L’étude s’est déroulée parmi des francophones qui habitent le sud-est du Nouveau-Brunswick, c’est-à-dire une région où les anglophones occupent un statut majoritaire (Blaser et Corbeil, 2007). En tout, 36 adolescents d’origine acadienne, dont 19 filles et 17 garçons âgés entre 14 et 18 ans (M = 15,9), ont participé à une entrevue semi-structurée. Les entrevues se sont déroulées en milieu scolaire et ont été effectuées par une chercheure d’origine acadienne. Ces jeunes provenaient de trois écoles secondaires différentes et ont été choisis de trois manières : aléatoirement par l’entremise du répertoire des étudiants des écoles concernées, dans le cadre des cours (activité optionnelle), et bénévolement. Tous les participants interviewés sont nés au Nouveau-Brunswick. La majorité des jeunes (97 %) avaient un ou deux parents d’origine acadienne, et un seul participant provenait d’une famille endogame francophone québécoise.

1.2 Procédure et mesures

Le guide d’entretien comporte trois grands thèmes, soit les perceptions de groupes, l’identité collective ainsi que le bien-être psychologique. Le guide d’entretien est élaboré à partir de notre hypothèse sur la séquence du discours et des avancées théoriques dans le domaine. Les questions sont déterminées en fonction des dimensions des modèles théoriques (Branscombe et al., 1999; Taylor, 1997, 2002). Ainsi, les participants sont interrogés sur leurs perceptions des groupes permettant d’en dégager un discours par rapport à la relation entre les exogroupes majoritaires et l’endogroupe. De plus, la recherche antérieure (Berry et al., 2006; Landry et al., 2006; Pilote, 2006) fait état de diverses façon dont les membres d’un endogroupe peuvent se situer par rapport à leur endogroupe. De cette constatation est née la question sur les profils identitaires collectifs. Enfin, les travaux de Ryff (1989) ont servi à formuler les questions traitant du bien-être psychologique. Cette mesure a été choisie puisqu’elle offre une approche vaste et multidimensionnelle du concept du bien-être psychologique. La durée des entrevues a varié entre 12 minutes 49 secondes et 49 minutes 23 secondes (M = 24 minutes 8 secondes). Une description des thèmes est fournie ci-après.

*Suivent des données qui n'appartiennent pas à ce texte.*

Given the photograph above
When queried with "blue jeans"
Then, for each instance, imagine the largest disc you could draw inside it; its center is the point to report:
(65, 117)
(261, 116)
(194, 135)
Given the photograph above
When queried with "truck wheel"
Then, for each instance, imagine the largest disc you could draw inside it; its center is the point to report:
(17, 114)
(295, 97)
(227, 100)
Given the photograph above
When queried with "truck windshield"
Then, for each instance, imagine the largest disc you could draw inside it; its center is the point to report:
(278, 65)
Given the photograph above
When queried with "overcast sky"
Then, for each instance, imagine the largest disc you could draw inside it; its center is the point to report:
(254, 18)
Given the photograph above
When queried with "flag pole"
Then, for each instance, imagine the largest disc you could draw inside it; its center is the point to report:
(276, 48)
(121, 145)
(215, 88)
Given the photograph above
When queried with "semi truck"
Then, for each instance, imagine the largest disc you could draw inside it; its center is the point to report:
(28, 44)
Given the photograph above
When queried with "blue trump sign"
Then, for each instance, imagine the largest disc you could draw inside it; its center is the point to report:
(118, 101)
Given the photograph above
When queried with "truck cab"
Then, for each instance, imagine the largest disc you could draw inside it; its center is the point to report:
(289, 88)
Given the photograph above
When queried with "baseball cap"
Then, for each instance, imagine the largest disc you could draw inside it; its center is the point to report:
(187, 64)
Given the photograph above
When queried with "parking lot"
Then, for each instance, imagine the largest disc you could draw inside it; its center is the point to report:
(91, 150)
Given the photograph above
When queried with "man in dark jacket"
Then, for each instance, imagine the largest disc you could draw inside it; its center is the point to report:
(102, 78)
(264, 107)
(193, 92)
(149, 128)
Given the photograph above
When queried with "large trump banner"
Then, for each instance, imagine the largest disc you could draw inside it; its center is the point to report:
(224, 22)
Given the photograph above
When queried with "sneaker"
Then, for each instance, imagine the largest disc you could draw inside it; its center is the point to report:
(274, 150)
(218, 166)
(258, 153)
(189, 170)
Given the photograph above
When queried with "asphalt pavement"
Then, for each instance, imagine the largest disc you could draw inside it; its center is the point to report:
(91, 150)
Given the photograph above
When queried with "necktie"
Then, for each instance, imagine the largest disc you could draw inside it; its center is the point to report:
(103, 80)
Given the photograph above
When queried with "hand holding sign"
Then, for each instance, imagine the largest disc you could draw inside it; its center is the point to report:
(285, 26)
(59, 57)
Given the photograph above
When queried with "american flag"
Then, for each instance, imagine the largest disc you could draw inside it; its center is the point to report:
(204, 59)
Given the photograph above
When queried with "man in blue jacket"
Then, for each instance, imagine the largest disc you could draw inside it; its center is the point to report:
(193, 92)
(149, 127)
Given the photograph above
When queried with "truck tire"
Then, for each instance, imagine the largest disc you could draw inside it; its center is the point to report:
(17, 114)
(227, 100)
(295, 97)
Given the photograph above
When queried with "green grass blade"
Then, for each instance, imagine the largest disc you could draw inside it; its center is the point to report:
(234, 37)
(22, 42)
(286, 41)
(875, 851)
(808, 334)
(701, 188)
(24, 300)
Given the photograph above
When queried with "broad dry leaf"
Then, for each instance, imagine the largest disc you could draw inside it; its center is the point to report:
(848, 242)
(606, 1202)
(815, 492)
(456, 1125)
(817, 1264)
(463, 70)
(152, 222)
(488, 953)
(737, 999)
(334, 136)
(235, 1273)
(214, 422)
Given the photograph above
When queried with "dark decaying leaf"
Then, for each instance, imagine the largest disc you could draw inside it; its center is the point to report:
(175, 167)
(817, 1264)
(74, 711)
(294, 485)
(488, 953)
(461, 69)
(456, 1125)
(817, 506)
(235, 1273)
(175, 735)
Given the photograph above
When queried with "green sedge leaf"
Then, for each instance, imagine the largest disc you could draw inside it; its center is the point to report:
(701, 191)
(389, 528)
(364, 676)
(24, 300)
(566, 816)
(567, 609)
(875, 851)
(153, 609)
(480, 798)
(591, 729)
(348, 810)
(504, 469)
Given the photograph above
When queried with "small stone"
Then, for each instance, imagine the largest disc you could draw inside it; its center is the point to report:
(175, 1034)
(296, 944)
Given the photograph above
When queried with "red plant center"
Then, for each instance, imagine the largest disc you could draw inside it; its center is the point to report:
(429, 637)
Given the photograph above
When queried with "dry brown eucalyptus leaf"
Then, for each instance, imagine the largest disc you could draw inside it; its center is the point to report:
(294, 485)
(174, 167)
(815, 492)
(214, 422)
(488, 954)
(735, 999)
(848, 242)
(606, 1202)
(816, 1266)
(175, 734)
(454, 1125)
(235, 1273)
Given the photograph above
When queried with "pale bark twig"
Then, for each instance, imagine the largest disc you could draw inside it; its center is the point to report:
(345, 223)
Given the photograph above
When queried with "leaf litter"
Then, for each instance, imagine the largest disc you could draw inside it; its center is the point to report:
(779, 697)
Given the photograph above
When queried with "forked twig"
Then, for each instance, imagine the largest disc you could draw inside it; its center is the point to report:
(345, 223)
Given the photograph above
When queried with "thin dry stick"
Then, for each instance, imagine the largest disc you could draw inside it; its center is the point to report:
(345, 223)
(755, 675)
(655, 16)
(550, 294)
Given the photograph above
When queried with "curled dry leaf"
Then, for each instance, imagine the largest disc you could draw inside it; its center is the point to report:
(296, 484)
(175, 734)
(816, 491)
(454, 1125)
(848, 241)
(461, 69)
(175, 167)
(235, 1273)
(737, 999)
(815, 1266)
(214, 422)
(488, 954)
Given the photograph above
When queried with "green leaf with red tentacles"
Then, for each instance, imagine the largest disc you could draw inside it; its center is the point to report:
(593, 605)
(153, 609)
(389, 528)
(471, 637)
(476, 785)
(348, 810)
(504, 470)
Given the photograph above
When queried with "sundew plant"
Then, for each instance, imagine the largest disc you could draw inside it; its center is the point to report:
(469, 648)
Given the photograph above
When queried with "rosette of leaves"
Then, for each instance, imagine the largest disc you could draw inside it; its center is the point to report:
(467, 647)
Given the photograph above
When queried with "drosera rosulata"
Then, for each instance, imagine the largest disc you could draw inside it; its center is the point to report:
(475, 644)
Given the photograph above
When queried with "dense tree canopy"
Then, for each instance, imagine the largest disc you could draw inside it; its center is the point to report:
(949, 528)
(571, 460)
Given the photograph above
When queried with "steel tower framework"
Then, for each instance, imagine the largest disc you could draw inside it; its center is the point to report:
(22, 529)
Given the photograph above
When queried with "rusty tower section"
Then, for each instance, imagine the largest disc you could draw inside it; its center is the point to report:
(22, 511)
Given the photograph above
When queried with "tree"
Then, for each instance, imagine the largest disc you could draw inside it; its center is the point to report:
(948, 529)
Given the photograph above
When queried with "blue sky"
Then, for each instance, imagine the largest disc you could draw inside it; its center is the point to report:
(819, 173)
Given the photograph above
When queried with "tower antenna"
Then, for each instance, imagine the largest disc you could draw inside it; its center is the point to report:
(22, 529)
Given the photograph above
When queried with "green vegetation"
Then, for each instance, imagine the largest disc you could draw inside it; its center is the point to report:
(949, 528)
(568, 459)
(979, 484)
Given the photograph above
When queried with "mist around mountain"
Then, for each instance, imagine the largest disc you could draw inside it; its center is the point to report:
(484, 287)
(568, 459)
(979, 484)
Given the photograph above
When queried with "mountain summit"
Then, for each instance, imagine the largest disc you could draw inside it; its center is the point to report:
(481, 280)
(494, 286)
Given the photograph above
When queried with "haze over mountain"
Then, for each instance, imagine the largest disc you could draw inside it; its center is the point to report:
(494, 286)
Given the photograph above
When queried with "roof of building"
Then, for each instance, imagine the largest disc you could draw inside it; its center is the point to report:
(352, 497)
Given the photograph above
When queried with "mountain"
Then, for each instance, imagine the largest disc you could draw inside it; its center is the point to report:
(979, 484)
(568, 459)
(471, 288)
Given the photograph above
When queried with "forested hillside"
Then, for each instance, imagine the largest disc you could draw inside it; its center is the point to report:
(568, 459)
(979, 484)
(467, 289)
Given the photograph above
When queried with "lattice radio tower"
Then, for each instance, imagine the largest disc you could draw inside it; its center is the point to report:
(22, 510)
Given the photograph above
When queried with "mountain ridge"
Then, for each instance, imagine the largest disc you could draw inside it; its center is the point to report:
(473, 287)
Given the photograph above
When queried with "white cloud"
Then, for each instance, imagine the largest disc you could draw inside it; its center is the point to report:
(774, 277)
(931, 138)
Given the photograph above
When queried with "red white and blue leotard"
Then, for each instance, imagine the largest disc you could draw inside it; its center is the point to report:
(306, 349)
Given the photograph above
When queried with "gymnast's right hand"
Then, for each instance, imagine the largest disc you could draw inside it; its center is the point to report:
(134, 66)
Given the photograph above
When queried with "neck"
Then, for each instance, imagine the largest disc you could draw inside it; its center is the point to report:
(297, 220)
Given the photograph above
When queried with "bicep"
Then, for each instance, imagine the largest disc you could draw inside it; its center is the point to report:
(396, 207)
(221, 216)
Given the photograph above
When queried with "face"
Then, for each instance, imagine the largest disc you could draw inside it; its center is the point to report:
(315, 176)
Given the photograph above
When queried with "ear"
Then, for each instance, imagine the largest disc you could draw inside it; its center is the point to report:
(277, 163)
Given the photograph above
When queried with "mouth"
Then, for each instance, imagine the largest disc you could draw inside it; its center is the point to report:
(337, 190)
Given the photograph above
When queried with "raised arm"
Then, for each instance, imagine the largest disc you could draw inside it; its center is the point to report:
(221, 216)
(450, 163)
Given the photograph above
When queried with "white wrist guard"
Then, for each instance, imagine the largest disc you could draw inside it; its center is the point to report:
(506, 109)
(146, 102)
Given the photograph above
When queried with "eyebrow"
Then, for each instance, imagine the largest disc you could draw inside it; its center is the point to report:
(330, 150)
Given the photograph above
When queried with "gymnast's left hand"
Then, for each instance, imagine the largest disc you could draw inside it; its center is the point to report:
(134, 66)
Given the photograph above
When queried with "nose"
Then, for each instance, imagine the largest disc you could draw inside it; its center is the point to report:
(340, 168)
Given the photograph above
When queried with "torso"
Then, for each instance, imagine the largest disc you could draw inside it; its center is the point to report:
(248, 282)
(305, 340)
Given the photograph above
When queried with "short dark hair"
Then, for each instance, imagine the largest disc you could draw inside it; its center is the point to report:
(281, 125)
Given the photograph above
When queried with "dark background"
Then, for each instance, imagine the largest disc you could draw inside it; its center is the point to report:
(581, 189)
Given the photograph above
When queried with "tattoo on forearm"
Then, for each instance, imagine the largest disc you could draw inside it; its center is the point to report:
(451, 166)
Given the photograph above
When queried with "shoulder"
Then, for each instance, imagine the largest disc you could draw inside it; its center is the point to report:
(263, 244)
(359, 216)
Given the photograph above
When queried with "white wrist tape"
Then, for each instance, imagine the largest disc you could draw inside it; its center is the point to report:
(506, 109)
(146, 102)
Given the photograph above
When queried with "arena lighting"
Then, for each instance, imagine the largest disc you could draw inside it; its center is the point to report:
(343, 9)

1.2.1 Les perceptions de groupes

La section traitant des perceptions de groupes aborde deux dimensions, c’est-à-dire les perceptions intergroupes et intragroupes. Dans un premier temps, le thème des perceptions intergroupes comporte des questions servant à engendrer une réflexion à l’endroit des groupes majoritaires, dont les anglophones de la région et les francophones du Québec. Ainsi, sous ce thème, les questions suivantes sont posées : « Comment perçois-tu les anglophones? Les Québécois? » ainsi que « D’après toi, comment ces groupes perçoivent les Acadiens? ». Dans un deuxième temps, les perceptions intragroupes sont abordées. Cette dimension permet de mieux comprendre comment les jeunes Acadiens de cette région perçoivent leur endogroupe : « Comment perçois-tu les Acadiens? ». De plus, afin de mieux comprendre si les jeunes se perçoivent comme des membres représentatifs de leur identité collective, les jeunes sont interrogés de la façon suivante : « Que penses-tu que les Acadiens diraient de toi? ».

1.2.2 Identité collective

Afin d’explorer le contenu de leur identité collective, trois questions concernant la relation que ces jeunes entretiennent avec leur endogroupe sont abordées, soit concernant la façon dont ils articulent leur identité collective (« Qu’est-ce que ça signifie pour toi d’être Acadien? ») et concernant l’influence du contexte sur leur identité collective (« Est-ce que, pour toi, c’est la même chose partout d’être Acadien? ») ainsi que sur leur identité personnelle (« Comment tu te décrirais à une personne qui ne te connaît absolument pas? »).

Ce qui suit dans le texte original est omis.